PKK'NIN SİLAH BIRAKMADIĞI TÜM GERÇEKLİĞİYLE GÖRÜLDÜ
Ama geldiğimiz noktada durumun öyle olmadığını görüyoruz. Kazanın içine atılarak yakılan 25-30 eski silahtan başka bırakılan bir silah görmedik. PKK'nın belki 100 bin silahı var, binlerce roketatarı var, binlerce topu var. ABD'nin verdiği uçaksavarlar var; bize vermeyip PKK'ya verdiği, belki Stinger füzeleri var. CENTCOM'un elinde olan her şey PKK'nındır çünkü şu anda. Şu anda SDG diye etiketlemişler; PKK, sonra YPG diye etiket, sonra PYD etiketi, şu anda SDG. Ürün aynı ürün; sadece etiket değişiyor: PKK, YPG, PYD, SDG. Şimdi etiketin değişmesiyle ürün değişmiyor. Hıyar yine hıyar! Yani fark eden bir şey yok. Onun için biz başından itibaren bunların samimi olmadığını ifade ettik, bunların iradelerinin kendi ellerinde olmadığını ifade ettik.
BELEDİYELERİN TERÖR ODAĞI HALİNE GELMESİ
2025 yılının tamamında —bakın 2025'i değerlendiriyoruz, öncesini konuşmuyorum— tamamında PKK terör örgütünü ve PKK'nın yasaların boşluklarından yararlanarak PKK'nın hareket alanını genişletmek, Gazi Meclisi terör propagandası için kullanmak, belediyeleri PKK'ya mali destek sağlamak ve eleman kazandırmak için kullanmak, Türkiye'yi uluslararası alanda zor duruma düşürmek için kurdurduğu sözde siyasi partinin bölücü açıklamalarına şahit olduk.

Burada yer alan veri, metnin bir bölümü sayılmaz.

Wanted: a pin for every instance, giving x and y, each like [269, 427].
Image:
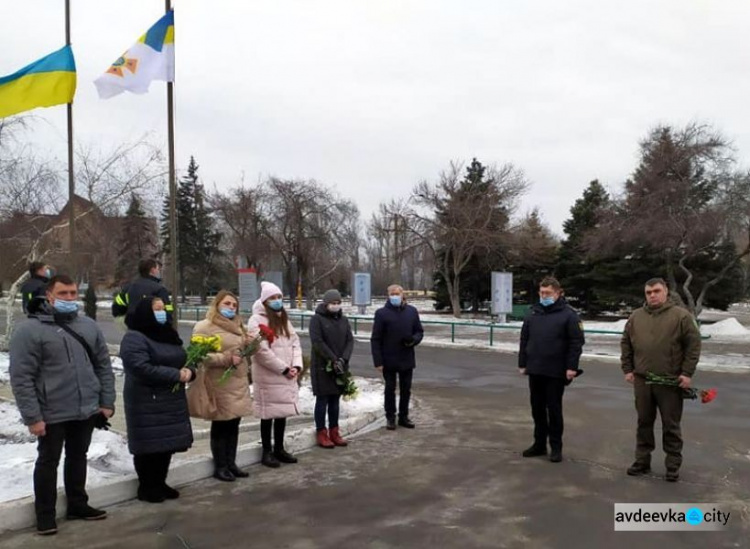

Hem de gittikçe dozu yükselen açıklamalarına şahit olduk. Çok şey söyleyebiliriz, çok şey ifade edebiliriz ama her şey açık ve net bir şekilde ortadadır. Yıl boyunca, bakın, siyasi partisi ne yaptı? "Türkiye Cumhuriyeti'ni yendikleri, masaya oturmak zorunda bıraktıkları, bir suç işlemedikleri dolayısıyla bir af talep etmedikleri, dört parçalı Kürdistan'ı kurmak için önemli bir adım attıkları" gibi ifadeler; kamuoyuna yansıyan Türk bayraklarını indirdikleri, İstiklal Marşı'nı protesto ettikleri görüntüler... Milletimizi; özellikle terör mağdurlarını, terörle mücadele eden güvenlik güçlerimizin mensuplarını ve terörün hedef aldığı bölgelerde yaşayan, hayatları boyunca devletine, milletine, bayrağına, İstiklal Marşı'na bağlı kalmış vatandaşlarımızı son derece rencide etmiştir.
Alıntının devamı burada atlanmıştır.